Zaten AKP’nin, ordu şahsında rejimin eski iktidar sahipleriyle yaptığı uzlaşmanın temelinde, Kürt Varlığının (Ontolojik Gerçeklik) ve Özgürlüğünün (Bilinç ve Örgütlülük) tasfiyesi ve Kültürel Soykırımın sürdürülmesi yatmaktadır. İktidar, başka türlü AKP’ye teslim edilemezdi. AKP Hegemonyasının daha değişik taktik uygulamaları, ortak stratejiye (Kürt Varlığı ve Özgürlük Hareketi’nin tasfiyesi) ters düşmediği gibi bu stratejiyi daha yaratıcı biçimde başarıyla uygulamak için giriştiği taktik manevralar olmaktadır. Örneğin R. Tayyip Erdoğan 2005’te Diyarbakır’da önce “Kürt Sorunu bizim de sorunumuzdur” diyerek Kürt halkının önemli desteğini arkasına aldıktan sonra, 2006’da çocuklar ve kadınları kapsamına alacak biçimde daha da geliştirilen tüm Cumhuriyet dönemlerinin anti-Kürt yasalarının en şiddetlisi olan Terörle Mücadele Kanunu’nu sinsice çıkarmaktan çekinmedi. Çocukların ilk defa yaygın olarak tutuklanmaları, KCK operasyonları, hava saldırıları, bu stratejinin gereğidir. Psikolojik savaşın her türlüsü, işbirlikçi bir Kürt sermaye grubunun hem Güney hem de Kuzey Kürdistan’ın önemli kentlerinde çekim merkezi olarak oluşturulmaya çalışılması ve Sahte Kürtçü sivil toplum örgütlerinin kuruluşu da bu yeni stratejiyle yakından ilgilidir. Buna, işbirlikçi Kürt medyasını da (psikolojik savaş araçları) eklemek gerekir. Spor ve sanatın birçok dalı da benzer stratejik amaçlarla kullanıma açılmıştır. Belki de en vahim uygulama, Hizbul-Kontra yerine Kürt Hamas’ının oluşturulması deneyimleridir.
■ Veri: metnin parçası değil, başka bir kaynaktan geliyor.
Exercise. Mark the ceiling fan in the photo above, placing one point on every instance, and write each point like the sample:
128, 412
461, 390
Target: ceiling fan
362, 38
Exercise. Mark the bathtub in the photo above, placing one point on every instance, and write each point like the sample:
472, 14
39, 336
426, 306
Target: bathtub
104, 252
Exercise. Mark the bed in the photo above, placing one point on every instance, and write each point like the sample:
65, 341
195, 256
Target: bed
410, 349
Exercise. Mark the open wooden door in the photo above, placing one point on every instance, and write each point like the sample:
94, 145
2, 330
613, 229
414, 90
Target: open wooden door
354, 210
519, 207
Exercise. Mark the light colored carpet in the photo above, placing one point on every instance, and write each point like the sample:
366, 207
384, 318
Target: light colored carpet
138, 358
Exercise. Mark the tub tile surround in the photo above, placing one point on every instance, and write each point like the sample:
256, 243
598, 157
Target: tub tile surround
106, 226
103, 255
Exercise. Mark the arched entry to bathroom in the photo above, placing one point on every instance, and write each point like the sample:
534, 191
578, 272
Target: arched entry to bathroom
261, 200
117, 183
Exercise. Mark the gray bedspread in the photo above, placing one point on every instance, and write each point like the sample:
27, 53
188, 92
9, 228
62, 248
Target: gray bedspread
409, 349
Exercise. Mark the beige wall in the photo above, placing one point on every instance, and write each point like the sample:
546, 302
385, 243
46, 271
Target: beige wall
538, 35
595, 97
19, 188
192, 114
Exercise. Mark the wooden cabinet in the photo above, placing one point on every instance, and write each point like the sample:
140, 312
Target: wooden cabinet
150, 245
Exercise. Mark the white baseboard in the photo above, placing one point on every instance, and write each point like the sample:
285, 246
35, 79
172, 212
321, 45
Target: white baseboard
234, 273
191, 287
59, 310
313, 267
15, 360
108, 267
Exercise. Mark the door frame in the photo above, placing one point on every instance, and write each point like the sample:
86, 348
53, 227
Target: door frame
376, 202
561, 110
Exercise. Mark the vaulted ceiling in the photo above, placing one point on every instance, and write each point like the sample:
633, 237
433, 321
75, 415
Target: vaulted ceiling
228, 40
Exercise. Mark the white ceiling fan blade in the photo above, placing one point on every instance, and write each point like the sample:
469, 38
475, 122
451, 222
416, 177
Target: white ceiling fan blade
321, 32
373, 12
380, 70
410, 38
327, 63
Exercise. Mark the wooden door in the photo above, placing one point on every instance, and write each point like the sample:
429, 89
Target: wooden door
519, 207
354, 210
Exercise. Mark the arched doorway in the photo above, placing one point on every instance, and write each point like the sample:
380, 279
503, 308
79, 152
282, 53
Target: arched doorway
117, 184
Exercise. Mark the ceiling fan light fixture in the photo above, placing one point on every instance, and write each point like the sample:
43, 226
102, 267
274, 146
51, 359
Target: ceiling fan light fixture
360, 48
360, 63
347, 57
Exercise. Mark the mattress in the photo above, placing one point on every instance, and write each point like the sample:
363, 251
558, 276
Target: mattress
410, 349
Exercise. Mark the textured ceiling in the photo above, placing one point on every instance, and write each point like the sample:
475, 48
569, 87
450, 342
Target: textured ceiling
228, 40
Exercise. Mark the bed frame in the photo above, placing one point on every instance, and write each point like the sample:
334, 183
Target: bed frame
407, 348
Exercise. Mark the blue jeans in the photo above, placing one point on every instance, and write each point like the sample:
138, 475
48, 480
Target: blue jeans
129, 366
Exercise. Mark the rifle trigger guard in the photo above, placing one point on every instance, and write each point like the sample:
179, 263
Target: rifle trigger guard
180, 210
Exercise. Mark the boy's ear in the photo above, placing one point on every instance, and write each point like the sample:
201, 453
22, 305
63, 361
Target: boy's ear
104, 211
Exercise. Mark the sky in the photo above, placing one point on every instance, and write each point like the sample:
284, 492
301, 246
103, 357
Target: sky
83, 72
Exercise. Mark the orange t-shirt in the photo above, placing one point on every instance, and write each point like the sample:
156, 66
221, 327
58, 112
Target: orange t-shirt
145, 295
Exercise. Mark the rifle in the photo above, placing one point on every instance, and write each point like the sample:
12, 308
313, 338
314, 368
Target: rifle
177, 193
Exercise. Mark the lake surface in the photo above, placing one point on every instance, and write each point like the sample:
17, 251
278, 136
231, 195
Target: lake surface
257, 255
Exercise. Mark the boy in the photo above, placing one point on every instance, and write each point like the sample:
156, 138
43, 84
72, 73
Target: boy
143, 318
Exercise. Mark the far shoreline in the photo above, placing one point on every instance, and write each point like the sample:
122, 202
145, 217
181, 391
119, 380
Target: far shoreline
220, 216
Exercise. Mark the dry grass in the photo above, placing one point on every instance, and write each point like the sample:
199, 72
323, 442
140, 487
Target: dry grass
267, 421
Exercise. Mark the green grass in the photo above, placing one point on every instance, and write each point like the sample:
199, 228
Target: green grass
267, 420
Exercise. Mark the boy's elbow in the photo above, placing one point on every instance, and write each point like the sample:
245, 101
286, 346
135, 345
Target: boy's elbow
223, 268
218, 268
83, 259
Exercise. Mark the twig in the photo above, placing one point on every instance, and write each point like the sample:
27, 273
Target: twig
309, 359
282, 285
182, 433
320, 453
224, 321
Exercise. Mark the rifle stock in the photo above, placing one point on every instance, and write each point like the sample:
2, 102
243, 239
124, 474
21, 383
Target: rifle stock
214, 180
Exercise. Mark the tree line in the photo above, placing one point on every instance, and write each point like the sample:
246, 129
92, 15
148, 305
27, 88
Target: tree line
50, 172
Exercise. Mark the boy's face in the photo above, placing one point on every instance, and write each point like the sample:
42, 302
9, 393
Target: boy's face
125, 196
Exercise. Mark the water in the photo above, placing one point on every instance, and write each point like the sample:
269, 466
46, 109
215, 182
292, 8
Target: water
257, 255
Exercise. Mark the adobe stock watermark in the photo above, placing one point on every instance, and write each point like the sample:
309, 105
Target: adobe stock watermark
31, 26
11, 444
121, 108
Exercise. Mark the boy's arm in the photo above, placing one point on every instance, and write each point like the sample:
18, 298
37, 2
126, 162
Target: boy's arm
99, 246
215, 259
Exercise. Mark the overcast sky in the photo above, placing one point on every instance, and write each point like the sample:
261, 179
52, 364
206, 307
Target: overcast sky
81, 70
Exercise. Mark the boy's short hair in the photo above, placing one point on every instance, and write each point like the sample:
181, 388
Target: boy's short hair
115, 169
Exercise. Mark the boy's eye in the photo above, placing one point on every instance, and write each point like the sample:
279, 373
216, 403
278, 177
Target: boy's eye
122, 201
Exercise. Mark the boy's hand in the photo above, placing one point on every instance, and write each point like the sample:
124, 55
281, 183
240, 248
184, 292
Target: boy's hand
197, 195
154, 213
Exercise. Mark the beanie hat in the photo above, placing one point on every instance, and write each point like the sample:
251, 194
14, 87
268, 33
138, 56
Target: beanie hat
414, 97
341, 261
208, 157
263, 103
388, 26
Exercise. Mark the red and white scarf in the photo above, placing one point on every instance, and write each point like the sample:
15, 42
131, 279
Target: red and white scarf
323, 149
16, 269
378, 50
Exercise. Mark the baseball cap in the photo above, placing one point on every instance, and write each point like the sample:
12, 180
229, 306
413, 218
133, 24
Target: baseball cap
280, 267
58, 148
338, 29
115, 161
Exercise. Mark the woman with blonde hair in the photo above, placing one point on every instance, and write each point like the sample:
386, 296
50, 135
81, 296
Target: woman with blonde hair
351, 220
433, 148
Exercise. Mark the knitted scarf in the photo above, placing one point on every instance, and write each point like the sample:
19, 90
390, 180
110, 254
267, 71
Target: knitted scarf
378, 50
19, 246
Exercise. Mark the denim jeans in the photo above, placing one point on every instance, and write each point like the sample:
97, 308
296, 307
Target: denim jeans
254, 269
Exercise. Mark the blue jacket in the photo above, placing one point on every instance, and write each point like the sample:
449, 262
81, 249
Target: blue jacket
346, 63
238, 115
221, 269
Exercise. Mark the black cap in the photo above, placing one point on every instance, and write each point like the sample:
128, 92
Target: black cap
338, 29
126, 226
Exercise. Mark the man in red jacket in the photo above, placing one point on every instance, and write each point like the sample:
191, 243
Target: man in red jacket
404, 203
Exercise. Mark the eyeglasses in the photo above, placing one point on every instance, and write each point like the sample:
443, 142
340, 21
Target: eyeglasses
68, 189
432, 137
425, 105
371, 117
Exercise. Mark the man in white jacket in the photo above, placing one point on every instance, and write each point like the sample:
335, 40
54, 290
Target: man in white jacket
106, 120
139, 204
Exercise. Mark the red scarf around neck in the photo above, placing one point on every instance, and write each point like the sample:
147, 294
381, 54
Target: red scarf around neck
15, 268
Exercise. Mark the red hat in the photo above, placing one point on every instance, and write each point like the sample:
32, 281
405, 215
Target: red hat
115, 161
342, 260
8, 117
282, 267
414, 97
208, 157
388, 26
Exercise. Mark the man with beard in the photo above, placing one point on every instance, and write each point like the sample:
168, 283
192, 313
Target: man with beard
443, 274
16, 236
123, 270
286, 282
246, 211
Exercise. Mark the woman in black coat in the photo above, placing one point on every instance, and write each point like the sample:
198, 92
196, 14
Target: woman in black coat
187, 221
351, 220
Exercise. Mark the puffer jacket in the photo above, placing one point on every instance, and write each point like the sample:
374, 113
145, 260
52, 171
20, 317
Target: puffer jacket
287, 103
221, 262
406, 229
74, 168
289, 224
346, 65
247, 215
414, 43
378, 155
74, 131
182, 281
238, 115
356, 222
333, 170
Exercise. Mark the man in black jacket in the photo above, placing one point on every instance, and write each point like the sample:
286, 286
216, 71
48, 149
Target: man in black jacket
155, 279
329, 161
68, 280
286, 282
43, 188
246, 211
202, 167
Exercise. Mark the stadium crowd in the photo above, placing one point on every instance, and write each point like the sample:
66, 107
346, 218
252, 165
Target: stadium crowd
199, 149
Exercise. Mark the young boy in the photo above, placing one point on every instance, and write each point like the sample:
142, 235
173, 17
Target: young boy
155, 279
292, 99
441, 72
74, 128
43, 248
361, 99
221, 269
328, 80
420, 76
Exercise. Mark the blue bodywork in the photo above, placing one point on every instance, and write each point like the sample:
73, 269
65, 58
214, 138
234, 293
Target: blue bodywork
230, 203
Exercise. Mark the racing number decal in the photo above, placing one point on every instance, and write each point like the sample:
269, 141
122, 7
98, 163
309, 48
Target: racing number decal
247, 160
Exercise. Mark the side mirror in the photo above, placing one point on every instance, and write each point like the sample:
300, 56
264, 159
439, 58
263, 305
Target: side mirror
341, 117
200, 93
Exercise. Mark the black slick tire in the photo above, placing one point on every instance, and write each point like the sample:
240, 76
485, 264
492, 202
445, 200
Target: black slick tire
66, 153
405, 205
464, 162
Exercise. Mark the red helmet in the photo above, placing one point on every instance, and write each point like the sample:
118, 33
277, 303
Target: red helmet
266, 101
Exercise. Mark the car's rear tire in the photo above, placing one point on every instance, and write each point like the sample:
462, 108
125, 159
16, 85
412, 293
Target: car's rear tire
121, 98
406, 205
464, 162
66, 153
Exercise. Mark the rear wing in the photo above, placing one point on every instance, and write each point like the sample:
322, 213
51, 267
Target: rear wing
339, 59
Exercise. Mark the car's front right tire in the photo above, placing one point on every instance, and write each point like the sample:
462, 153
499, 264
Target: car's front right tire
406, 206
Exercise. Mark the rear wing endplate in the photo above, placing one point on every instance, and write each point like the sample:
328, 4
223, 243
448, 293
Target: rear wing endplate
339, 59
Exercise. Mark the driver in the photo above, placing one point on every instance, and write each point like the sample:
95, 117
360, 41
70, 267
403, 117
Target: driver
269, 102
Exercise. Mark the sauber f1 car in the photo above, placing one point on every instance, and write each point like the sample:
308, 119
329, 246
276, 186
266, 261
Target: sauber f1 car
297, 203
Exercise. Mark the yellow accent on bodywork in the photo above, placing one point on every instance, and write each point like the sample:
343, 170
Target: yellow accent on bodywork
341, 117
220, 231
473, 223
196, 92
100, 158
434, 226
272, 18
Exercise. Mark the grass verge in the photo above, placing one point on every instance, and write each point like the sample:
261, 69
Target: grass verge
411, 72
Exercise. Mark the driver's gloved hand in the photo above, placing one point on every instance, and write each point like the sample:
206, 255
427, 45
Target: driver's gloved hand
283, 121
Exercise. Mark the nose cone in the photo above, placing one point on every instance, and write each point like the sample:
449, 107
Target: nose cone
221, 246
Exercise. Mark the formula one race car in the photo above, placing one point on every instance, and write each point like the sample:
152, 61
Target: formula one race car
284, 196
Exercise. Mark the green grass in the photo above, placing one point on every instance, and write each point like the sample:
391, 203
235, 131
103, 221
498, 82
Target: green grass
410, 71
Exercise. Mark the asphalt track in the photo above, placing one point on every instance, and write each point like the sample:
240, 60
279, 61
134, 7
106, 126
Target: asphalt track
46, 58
Dinci yayın ve örgütlenmelerin temel hedefi, son aşamada KCK’ye karşı kendi Kürtçü Hamas’ını kurup harekete geçirme ve başat kılmadır. Örneğin Filistin’de MOSSAD’ın FKÖ’yü zayıf düşürmek için kurdurduğu, mücadeleyle hiçbir ilgisi olmayan Hamas, bugün FKÖ’yü ve özellikle temel güç olan El Fetih’i tasfiyenin eşiğine kadar getirmiştir. Aynı model, Kürdistan’da KCK’ye karşı geliştirilmeye çalışılmaktadır. Yeni dinci liseler ve Kuran kursları da bizzat açıklandığı gibi bu amaçla aceleyle tesis edilmektedir. Diyanet İşleri Başkanlığı, tüm camileri kültürel tasfiyeciliğin hizmetine sokmuştur. Din, tamamen politize edilip Kürt Varlığının inkârında ve Özgürlük Mücadelesinin karalanmasında kullanılan bir araç durumuna indirgenmiştir. Benzer yüzlerce uygulama, yeni hegemonik gücün sadece niyet ve politikalarını değil, çok tehlikeli tasfiyeci planlarını da açıkça ortaya koymaktadır. Nasıl ki CHP, 1925-1940 döneminde Kürt direnmesi ve varlığının kanlı tasfiyeci ulus-devlet partisiyse, 2000’li yıllardan itibaren AKP de aynen ve daha da ağırlaştırılmış koşullar temelinde Kürt gerçekliğini ve Özgürlük Hareketi’ni tasfiye etmeyi amaçlayan ulus-devlet partisidir. Şüphesiz içindeki bazı aykırı sesler ve farklı dönemsel uygulamalar, stratejik amacını değiştirmemekte, bilakis doğrulamaktadır.
Sonuç olarak, çağdaş Kürt gerçekliğine ve Özgürlük Hareketi’ne karşı yürütülen son ikiyüz yıllık savaş, giderek daha da ağırlaşan bir Kültürel Soykırıma dönüşmüştür. Kürtler, amansız soykırım hamleleri altında Varlıklarını ve Özgür Yaşam tutkularını sürdürmeye çalışmışlardır. Çağdaşlaşan (modernleşen) Osmanlı İmparatorluğu döneminde başlatılan Kürdistan beylik, aşiret şefliği ve şeyhlik otoritelerini tasfiye etme hareketleri, giderek Kürt Kültürel Gerçekliğinin tasfiyesine yönelmiştir. Cumhuriyet’in İlk Döneminde, Beyaz Türk Faşizmi, bu politikayı daha da derinleştirerek tüm topluma yaymış, Kürtleri, ulus-devletin içinde eriterek yok etmenin eşiğine kadar getirmiştir. Buna karşı gelişen direnmeler, dayandıkları sosyal temel ve önderliklerinin karakteri nedeniyle tasfiyeyi daha da derinleştirmekten öteye sonuç vermemiştir. Cumhuriyet’in Olgunluk Döneminde, Kürt gerçeğini inkâr etme temelinde varlıklarına izin verilen işbirlikçi katmanlar daha da geliştirilerek Kültürel Soykırım derinleştirilmiştir.
1980’lerden itibaren içine girilen Çöküş Döneminde, ABD’nin kendi çıkarları temelinde sağladığı destekle eşi görülmedik özel savaş yöntemlerine başvurularak, Kürtlük sadece Özgürlük Hareketi olarak değil bizatihi Varlık (dil yasağında görüldüğü gibi Ontolojik Varlık olarak da) olarak sona erdirilmeye çalışılmıştır. Bu eşi görülmemiş kırım hareketlerine karşı Özgürlük Hareketi, birçok eksikliğine ve yanlışlıklarına rağmen, sadece Kürt Kültürel Varlığını kesinleştirmekle kalmamış, Özgürleşen Varlık olarak da önemli bir aşamaya taşımıştır. Bu yönlü gelişmeler, diğer Kürdistan parçalarını da etkisi altına almış; Irak Kürdistan’ında ulus-devletçi yanı ağır basan bir siyasi oluşuma yol açarken, İran ve Suriye Kürdistan’ında halkın büyük uyanışı, Özgürlük Hareketi’ne katılımı ve demokratik özerkliklerini geliştirmeleriyle sonuçlanmıştır.